Malgré la multiplication des initiatives pour atténuer le bruit marin, construire des navires plus silencieux et plus respectueux de la faune marine est pour l'instant une décision volontaire. "Pour le moment**, il n'y a pas de réglementation ou de directives qui obligent les bateaux, quel que soit leur type, à réduire le bruit** qu'il introduit dans l'eau, bien qu'il faille contrôler le bruit à l'intérieur du bateau lui-même", nous informe André. .

DES ALARMES POUR GAGNER DU TEMPS

Avec la même méthodologie et le même protocole d'analyse en temps réel des sources acoustiques qu'ils utilisent dans l'océan, Michel André et son équipe travaillent depuis quelques années en Amazonie où ils mènent un projet vraiment ambitieux : enregistrer toute la biodiversité de l'Amazonie. « Nous ne connaissons pas la vie qui existe sous la canopée des arbres. Nous pouvons connaître le nombre exact d'arbres abattus ou brûlés à partir d'images satellites ou de drones, mais on n'a aucune idée de la vie qui existe sous le couvert végétal", reconnaît le scientifique et rappelez-vous quand, il y a sept ans maintenant, ils se sont rendus dans la réserve de Mamirauá, dans l'État brésilien d'Amazonas, où la crue du fleuve inonde les terres six mois de l'année, pour étudier les botos (dauphins roses) et les effets de la surpêche et l'activité humaine. "Une fois sur place, les chercheurs de l'Institut Mamirauá ont confirmé ce que nous savions déjà : la jungle amazonienne est si impénétrable qu'il leur était impossible de collecter des données fiables et ils ont été contraints de travailler avec les valeurs partielles collectées dans les premiers mètres. . Nous nous sommes donc mis au travail et avons commencé à sortir les capteurs de l'eau pour les mettre dans la jungle.

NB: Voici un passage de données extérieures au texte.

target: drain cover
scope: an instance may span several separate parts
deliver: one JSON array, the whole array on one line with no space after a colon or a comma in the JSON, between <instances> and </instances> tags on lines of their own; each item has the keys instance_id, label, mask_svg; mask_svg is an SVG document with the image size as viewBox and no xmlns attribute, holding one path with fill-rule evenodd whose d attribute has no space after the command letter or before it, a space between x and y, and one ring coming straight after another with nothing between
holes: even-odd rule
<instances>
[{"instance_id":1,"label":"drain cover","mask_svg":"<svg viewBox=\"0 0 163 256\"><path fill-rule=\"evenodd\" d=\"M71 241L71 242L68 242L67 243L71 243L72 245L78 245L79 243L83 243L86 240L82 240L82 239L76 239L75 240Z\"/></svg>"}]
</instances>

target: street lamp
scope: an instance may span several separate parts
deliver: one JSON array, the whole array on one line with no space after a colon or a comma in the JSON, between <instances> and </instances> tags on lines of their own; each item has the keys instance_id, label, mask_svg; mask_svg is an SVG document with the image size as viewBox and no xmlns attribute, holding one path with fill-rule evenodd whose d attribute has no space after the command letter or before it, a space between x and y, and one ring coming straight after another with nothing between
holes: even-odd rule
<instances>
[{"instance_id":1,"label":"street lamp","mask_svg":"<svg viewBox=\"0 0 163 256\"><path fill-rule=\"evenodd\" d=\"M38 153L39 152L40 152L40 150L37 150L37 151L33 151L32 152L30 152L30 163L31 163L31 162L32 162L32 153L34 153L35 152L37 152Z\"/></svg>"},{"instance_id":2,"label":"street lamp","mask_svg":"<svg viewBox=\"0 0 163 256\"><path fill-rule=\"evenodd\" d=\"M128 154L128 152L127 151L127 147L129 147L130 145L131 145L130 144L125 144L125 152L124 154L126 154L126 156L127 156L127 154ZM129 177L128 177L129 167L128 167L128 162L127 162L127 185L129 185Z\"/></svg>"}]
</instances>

L'application de mesures bioacoustiques , qui diffusent plus loin que n'importe quelle image et ne nécessitent pas de conditions d'éclairage ou de météo spécifiques, ont été un succès complet et depuis 2016, avec le soutien financier de la North American Fondation Gordon & Betty Moore, ils étendent le réseau de capteurs dans toute la forêt amazonienne. Et quand on dit tout, c'est tout. « Ce réseau, déjà actif dans la réserve depuis 2018, nous permet de construire la les indices écho-acoustiques, qui sont ceux qui indiqueront l'état de conservation de chaque zone et indiqueront les changements face aux pressions extérieures. A la fin du projet, prévue pour 2025, nous aurons installé un millier de capteurs, couvrant toute l'Amazonie, et nous pourrons avoir, pour la première fois, un enregistrement complet de cette biodiversité et de son état de conservation », résume le biologiste. Le but ultime est, comme dans tous ses autres projets, localiser et alerter sur les menaces qui pèsent sur la vie et proposer des alternatives et des solutions pour pouvoir prévenir avant de devoir guérir.